What if we made the tables and feasts our most prominent symbol of our faith? The Table that is at the climax of our weekly worship sometimes seems less visible that the symbols we use for the grand holy days, perhaps because it is what we do regularly. The Feast of God’s Table is what Jesus told his disciples to do to remember. What God did through Jesus’ death on a cross is so that we can feast at God’s Table and invite the whole world to join us.

Jesus came to proclaim the Kingdom of God, a kingdom built of relationships, bound together by the love of God flowing through us into the broken and hurting world that desperately needs to hear the message of life and love.

For Jesus and his followers in first century Palestine, the world was just as politicized and polarized as ours is today. The Jewish religious and Roman empire leaders who were against Jesus didn’t just disagree with what he taught. Their control of the population was based on fear and intimidation and Jesus’ message that we should all treat each other from a foundation of love threatened their power. The leaders wanted to completely and totally silence him and his followers and the best way to do that was in death.

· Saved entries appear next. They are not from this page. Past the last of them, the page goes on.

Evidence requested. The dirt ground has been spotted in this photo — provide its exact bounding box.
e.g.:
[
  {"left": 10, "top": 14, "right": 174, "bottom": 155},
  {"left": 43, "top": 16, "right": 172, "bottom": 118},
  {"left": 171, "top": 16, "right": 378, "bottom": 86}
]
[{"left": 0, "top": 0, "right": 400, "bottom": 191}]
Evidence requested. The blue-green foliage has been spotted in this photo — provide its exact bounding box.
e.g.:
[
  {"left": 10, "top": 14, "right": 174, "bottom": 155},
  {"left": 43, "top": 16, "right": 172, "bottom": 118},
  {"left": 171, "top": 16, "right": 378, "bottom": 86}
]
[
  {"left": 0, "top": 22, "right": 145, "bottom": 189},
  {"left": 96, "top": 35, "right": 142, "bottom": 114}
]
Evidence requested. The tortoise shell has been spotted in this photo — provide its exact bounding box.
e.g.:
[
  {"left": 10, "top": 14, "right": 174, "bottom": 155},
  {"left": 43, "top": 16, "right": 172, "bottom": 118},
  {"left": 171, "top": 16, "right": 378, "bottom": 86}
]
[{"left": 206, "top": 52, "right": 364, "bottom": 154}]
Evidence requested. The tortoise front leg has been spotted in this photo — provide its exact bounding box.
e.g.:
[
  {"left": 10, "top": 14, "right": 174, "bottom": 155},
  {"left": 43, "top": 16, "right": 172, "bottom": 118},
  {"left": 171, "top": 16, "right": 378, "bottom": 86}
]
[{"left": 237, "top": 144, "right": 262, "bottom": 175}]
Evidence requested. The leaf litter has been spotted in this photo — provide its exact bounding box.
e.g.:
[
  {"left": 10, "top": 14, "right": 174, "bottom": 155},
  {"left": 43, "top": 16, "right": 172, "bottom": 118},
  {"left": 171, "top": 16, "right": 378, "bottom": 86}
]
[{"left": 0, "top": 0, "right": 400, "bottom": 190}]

This wasn’t just some horrific and unexpected turn of events. Jesus was never plan B. It was God’s plan all along to come and live among us, as one of us, to experience the pain and suffering of being human, and to reveal himself to the people of the world who had forgotten him as their creator. To show that not even mortal death was more powerful than God’s love.

What we celebrate on Easter is the gift of grace and hope and forgiveness that can only come from God. By what God has done, we are given the inheritance of God’s kingdom so that we can live aware of his presence now. By what God has done, we can trust that the God who created us in love, to be loved, and to love will someday reconcile all things and put things as he intends them to be.

When Jesus asked Mary ‘why are you weeping, whom are you looking for’ he was doing more than just speaking words of comfort. He is giving her the true meaning of life for every human being. All that we think we are looking for can be satisfied by the new life we are given in our relationship with God.

Easter isn’t just a one day a year celebration nor just a 50 day season in the church. Easter is the way of life for all who follow Jesus. Like Mary we are to follow Jesus into the hurting world to share the message of love, participating with God in building God’s kingdom on earth, making more and more room at the feasting table. And that’s better than anything you can fit in an easter basket. Alleluia! Christ is risen!